CacheMissError
dvc.exceptions.CacheMissError
Stack trace
dvc.exceptions.CacheMissError: Cache miss for dependency 'data/raw/data.csv' in stage 'prepare'
File "/usr/local/lib/python3.9/site-packages/dvc/stage/__init__.py", line 123, in run
raise CacheMissError(f"Cache miss for dependency '{dep}' in stage '{self.name}'")
CacheMissError: Cache miss for dependency 'data/raw/data.csv' in stage 'prepare' Why it happens
DVC tracks dependencies and outputs via hashes to reuse cached results. If a dependency file is modified, deleted, or missing, DVC cannot find a matching cache entry and raises a CacheMissError. This ensures pipeline correctness by rerunning affected stages.
Detection
Monitor DVC pipeline runs for CacheMissError exceptions and log which dependencies caused cache misses to identify changed or missing files before pipeline failure.
Causes & fixes
Dependency file was modified after last pipeline run, changing its hash.
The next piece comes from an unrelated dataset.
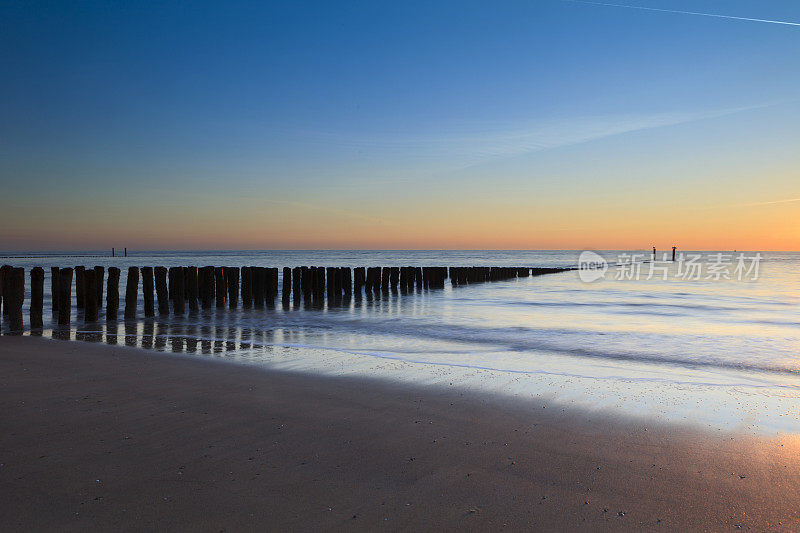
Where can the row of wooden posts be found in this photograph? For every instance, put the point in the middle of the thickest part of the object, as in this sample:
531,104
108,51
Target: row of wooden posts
192,287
Revert the dependency file to its original state or accept the change and allow DVC to rerun the pipeline to update the cache.
Dependency file was deleted or moved, so DVC cannot find it.
Restore the missing dependency file to its expected path or update the DVC stage to point to the new location.
DVC cache directory was cleared or corrupted, losing cached outputs.
Restore the DVC cache directory from backup or rerun the pipeline stages to regenerate cache entries.
Pipeline stage definition changed dependencies without updating DVC files.
Run 'dvc repro' to update pipeline stages and cache, or manually update DVC files to reflect new dependencies.
Code: broken vs fixed
import dvc.api
# This will raise CacheMissError if dependency changed or missing
with dvc.api.open('data/raw/data.csv', 'r') as fd:
data = fd.read() # Cache miss error triggered here import os
import dvc.api
os.environ['DVC_CACHE_DIR'] = '/path/to/dvc/cache' # Ensure cache dir is set
# Wrap in try/except to handle cache miss
try:
with dvc.api.open('data/raw/data.csv', 'r') as fd:
data = fd.read() # Fixed: handle cache miss gracefully
except dvc.exceptions.CacheMissError as e:
print(f"Cache miss detected: {e}")
# Optionally trigger pipeline repro here
import subprocess
subprocess.run(['dvc', 'repro'])
with dvc.api.open('data/raw/data.csv', 'r') as fd:
data = fd.read()
print(data) Workaround
Catch CacheMissError, then manually run 'dvc repro' to rebuild missing cache dependencies before continuing pipeline execution.
Prevention
Use DVC's 'dvc status' and 'dvc diff' commands regularly to detect dependency changes early and commit consistent pipeline states to avoid unexpected cache misses.